Dear Chirag ji - Thank you for your guidance. Does the below process look right based on what we are trying to accomplish here (add three directors to the board who are also majority shareholders). Please correct me on any of these if I should correct:
1) 2nd Director (who holds 4 out of 10000 shares) was asked to add Director since Oct 2018 (as 1st Director was on death bed) but he refused and continues to refuse. These is documented email proof that requests were made by the shareholders holding more than 1/10 shares. Meantime the 1st Director expired end of February, 2019.

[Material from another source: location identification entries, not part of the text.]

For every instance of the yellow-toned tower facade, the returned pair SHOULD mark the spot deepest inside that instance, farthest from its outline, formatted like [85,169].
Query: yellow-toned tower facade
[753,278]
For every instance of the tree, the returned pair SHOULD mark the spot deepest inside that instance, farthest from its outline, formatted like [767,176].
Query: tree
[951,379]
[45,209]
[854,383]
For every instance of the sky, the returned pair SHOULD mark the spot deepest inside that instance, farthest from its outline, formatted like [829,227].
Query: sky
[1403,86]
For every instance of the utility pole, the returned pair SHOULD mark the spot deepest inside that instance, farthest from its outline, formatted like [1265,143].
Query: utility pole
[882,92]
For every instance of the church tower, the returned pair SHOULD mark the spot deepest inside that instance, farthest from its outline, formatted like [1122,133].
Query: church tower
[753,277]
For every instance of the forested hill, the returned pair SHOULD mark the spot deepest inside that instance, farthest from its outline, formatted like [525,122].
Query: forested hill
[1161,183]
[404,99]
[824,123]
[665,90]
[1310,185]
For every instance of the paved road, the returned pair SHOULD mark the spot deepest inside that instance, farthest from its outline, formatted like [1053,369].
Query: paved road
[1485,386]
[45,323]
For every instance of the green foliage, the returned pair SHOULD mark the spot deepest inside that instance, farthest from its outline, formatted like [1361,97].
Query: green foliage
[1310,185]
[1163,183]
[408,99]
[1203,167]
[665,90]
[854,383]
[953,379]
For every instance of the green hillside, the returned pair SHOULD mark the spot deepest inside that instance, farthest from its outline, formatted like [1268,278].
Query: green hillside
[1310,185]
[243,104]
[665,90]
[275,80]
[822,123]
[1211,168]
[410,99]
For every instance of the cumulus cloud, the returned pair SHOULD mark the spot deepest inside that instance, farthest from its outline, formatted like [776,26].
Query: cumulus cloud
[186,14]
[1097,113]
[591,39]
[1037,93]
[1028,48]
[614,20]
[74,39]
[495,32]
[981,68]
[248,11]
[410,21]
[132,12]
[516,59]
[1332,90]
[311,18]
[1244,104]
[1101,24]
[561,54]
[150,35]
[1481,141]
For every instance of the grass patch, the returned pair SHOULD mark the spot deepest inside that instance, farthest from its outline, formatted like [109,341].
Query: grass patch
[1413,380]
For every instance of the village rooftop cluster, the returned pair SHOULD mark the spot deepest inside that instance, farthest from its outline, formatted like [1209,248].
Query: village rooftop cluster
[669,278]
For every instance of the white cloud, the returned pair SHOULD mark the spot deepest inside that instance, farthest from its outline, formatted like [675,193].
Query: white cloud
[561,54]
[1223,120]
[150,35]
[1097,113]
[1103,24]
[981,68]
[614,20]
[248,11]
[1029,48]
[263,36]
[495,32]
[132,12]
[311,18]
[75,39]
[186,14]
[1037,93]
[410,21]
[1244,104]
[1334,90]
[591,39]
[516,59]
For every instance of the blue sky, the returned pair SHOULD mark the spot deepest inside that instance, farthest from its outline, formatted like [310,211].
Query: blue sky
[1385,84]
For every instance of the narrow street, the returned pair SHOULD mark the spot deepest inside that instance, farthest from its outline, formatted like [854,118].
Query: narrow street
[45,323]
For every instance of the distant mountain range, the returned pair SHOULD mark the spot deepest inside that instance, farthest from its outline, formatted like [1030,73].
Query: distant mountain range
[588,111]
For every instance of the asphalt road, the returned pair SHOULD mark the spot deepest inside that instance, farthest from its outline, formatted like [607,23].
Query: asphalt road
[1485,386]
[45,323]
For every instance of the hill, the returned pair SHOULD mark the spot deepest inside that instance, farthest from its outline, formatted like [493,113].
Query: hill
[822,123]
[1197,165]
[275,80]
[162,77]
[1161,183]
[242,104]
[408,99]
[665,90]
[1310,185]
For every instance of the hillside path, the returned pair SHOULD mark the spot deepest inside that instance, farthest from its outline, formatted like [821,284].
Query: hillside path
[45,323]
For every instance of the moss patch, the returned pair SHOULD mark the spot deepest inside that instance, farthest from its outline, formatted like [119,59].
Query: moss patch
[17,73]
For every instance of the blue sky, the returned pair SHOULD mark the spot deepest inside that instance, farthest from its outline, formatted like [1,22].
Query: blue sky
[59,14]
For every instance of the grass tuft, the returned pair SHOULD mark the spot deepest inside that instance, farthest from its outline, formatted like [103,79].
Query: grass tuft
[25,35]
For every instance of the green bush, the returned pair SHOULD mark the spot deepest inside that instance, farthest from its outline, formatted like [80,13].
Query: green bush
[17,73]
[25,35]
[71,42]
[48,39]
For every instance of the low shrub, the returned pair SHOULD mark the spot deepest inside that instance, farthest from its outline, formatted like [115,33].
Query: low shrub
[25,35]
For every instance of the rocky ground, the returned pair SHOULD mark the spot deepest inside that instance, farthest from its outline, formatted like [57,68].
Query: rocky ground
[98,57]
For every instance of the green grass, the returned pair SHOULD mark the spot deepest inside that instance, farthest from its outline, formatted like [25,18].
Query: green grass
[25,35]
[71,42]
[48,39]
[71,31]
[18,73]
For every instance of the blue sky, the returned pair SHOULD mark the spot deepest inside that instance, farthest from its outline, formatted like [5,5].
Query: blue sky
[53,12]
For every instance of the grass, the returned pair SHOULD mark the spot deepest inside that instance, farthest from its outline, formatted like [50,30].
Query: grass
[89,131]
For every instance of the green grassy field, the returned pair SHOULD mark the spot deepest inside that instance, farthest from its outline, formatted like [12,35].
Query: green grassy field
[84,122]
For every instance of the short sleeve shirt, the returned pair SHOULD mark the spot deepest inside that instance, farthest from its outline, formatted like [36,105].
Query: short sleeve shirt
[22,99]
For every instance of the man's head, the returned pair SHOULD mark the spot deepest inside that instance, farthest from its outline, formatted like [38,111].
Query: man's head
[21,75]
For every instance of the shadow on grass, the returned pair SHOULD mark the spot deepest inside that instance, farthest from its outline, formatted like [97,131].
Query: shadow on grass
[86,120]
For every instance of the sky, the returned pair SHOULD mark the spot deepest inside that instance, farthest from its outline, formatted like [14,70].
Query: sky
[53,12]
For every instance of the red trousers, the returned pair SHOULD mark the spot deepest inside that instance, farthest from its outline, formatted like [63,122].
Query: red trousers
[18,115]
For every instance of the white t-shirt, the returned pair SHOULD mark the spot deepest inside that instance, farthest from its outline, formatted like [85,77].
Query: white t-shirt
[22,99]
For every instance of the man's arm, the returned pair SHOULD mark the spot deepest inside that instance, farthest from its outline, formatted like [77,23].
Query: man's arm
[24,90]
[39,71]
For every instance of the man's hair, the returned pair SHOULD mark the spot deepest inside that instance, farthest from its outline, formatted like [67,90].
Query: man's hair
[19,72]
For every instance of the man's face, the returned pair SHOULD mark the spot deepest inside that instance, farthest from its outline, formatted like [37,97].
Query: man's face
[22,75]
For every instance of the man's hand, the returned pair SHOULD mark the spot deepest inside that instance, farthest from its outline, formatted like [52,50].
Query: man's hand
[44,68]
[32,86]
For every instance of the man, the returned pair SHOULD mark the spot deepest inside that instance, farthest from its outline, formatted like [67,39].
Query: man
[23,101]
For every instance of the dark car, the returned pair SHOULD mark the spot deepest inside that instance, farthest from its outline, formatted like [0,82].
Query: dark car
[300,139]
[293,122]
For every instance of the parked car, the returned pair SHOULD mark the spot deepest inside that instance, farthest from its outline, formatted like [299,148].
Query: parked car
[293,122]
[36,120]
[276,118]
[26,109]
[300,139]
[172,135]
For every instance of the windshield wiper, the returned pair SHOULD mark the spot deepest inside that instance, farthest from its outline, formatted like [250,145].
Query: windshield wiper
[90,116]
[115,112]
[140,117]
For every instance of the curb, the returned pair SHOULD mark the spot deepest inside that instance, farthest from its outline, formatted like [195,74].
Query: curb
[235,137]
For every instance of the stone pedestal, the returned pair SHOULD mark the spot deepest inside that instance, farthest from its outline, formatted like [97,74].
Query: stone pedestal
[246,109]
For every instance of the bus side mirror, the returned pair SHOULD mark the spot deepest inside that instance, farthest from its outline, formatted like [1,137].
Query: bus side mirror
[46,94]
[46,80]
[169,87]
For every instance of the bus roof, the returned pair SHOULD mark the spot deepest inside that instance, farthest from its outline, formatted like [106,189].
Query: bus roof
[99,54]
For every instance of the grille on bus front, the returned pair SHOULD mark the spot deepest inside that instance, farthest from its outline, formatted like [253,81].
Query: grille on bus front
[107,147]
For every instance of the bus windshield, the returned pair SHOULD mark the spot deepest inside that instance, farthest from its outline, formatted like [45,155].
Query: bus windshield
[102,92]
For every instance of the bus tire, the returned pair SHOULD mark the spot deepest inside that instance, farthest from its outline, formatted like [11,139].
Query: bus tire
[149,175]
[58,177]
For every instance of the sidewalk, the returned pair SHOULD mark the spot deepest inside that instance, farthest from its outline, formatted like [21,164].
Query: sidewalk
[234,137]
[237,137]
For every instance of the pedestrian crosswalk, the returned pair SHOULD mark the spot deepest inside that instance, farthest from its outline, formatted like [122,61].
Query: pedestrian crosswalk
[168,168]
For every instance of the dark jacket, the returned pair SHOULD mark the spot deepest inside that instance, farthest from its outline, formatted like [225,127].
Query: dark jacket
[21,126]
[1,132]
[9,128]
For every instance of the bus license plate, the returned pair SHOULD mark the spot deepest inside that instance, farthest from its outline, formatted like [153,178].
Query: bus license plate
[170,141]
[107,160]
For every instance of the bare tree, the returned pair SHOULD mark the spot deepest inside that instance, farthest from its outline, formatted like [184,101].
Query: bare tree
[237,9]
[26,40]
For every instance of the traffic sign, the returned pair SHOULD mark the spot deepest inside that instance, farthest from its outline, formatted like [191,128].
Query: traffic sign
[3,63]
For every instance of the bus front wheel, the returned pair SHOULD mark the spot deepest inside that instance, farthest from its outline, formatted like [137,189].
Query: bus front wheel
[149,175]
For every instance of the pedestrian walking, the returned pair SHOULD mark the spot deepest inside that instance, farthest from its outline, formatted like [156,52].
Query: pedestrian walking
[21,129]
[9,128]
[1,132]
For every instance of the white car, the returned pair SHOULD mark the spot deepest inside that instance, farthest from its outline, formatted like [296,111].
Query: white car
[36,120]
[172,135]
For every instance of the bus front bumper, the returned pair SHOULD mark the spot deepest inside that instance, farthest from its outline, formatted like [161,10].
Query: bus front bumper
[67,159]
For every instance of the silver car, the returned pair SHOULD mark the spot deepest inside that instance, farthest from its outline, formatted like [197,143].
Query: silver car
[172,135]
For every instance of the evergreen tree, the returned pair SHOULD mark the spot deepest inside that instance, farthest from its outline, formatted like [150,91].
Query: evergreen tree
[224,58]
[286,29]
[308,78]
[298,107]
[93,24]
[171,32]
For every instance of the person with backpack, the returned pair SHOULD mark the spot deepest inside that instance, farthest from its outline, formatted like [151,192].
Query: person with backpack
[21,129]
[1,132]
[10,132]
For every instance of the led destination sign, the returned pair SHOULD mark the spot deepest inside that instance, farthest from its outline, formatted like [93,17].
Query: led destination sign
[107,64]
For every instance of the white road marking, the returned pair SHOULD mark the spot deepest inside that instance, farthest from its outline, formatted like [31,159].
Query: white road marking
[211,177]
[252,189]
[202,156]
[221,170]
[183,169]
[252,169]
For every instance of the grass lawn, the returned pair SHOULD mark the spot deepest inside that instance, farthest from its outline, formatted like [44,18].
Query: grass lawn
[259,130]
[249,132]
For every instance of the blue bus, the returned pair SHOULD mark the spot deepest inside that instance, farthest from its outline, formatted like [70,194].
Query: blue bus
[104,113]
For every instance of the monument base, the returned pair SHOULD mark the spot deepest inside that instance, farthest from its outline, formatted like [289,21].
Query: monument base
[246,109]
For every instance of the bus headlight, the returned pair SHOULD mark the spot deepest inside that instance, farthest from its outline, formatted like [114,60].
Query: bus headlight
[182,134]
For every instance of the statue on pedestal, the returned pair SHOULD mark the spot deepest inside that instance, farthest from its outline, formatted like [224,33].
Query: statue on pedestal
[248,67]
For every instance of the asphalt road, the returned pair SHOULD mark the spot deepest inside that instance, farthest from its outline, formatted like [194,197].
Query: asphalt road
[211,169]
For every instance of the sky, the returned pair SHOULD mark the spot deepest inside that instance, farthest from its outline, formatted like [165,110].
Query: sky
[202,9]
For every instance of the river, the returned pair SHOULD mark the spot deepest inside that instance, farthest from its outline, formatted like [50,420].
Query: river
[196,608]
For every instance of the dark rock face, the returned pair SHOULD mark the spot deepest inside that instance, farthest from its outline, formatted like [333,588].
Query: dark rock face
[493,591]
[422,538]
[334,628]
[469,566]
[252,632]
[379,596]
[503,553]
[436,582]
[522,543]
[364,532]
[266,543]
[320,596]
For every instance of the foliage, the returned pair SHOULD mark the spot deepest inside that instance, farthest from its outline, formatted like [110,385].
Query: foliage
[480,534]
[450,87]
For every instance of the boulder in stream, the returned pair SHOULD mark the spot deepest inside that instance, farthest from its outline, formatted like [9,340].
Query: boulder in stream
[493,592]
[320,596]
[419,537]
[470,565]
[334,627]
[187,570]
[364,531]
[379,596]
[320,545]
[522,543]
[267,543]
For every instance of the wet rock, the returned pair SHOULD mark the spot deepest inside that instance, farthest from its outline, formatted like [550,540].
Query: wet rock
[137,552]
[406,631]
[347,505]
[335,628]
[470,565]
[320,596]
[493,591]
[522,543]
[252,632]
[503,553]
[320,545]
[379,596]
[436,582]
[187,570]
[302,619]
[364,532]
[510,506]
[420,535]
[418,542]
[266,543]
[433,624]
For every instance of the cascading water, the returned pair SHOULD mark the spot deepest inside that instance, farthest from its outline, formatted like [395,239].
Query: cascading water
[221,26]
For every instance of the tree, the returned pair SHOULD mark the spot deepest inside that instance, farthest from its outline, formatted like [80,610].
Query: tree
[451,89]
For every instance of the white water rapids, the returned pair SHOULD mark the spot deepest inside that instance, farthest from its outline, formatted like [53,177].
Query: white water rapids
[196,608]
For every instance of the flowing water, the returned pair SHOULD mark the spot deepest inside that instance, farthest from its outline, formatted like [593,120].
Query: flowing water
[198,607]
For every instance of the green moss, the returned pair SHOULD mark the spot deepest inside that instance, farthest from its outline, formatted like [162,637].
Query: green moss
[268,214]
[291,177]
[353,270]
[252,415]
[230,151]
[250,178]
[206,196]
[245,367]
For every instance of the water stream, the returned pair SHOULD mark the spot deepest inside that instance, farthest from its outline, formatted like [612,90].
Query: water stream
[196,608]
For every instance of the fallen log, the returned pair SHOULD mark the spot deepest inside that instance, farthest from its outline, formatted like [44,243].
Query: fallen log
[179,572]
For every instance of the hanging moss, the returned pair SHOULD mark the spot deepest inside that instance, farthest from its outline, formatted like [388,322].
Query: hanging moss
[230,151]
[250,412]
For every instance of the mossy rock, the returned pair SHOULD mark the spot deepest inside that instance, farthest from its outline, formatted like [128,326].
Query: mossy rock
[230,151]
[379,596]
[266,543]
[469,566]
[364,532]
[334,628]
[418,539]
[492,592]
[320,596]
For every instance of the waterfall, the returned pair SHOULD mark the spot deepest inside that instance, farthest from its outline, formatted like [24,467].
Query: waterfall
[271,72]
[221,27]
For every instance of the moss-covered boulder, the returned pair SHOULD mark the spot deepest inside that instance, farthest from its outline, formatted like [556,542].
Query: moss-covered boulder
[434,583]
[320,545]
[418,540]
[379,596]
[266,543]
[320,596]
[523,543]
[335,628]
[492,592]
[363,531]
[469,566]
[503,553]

2) As second step, since more than 45 days (several months) have elapsed, we (majority shareholders) are going to provide proposed resolutions to add 3 new directors (again by shareholders holding more than 1/10 shares) to this 2nd Director calling EGM in 21 days (3 shareholders with 99.82% shares are prepared to do this meeting sooner). We will send notices to available addresses of Auditor (CA), 2nd Director and all shareholders with receipts of post mailing of invitation to attend EGM.
3) Depending on shareholders that show in meeting (and this 2nd Director); we will do voting by show of hands but at the same time demand proxy voting to be done based on number of shares.
Only question is - who will preside this meeting? (who will be chairman) and also when voting by proxy results in addition of director; does that mean resolution is passed? If at that time the only Director refuses to sign that; what do we need to do?
Am I missing anything here ? I want to move ahead with the plan and get this rolling over next 2-3 days; so any guidance is really appreciated.